I've been looking for cubers around the Atlanta area who I can Skype with sometimes. If you live in the Atlanta area, or maybe really southern Tennessee, eastern Alabama, etc., and you have Skype, then maybe we can make a group!
If you want to be in my group, post your Skype here and let me know. We can even organize events and unofficial competitions! ^-^


----------



## YouCubing (Jul 10, 2015)

Anyone?


----------



## ElectroCuberZZ (Jul 10, 2015)

Mah bad. i never saw your thread. Im not sure how many other people have either. My skype is NeoHero14 and i live in the atlanta area


----------



## JustinTimeCuber (Jul 10, 2015)

ehhh doesn't it seem like making it local defeats the point of Skype?


----------



## YouCubing (Jul 10, 2015)

JustinTimeCuber said:


> ehhh doesn't it seem like making it local defeats the point of Skype?

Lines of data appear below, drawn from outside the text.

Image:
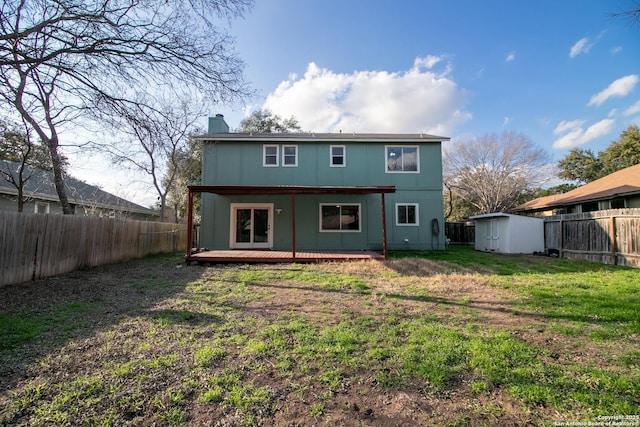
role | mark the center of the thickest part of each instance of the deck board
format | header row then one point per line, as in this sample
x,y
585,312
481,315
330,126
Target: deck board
x,y
266,256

Well, I want it to be local so we can get together in person, but on Skype so that we can talk and stuff anytime we're on our computer/tablet/phone.


----------



## dboeren (Jul 10, 2015)

I didn't see this thread the first time around either, but I'm in Marietta which is NW Atlanta. I'd be more interested in an occasional local get together than meeting on Skype.


----------



## YouCubing (Jul 11, 2015)

dboeren said:


> I didn't see this thread the first time around either, but I'm in Marietta which is NW Atlanta. I'd be more interested in an occasional local get together than meeting on Skype.



I wanted to make it a Skype group so that we could plan meetings whenever, and then making them happen.


----------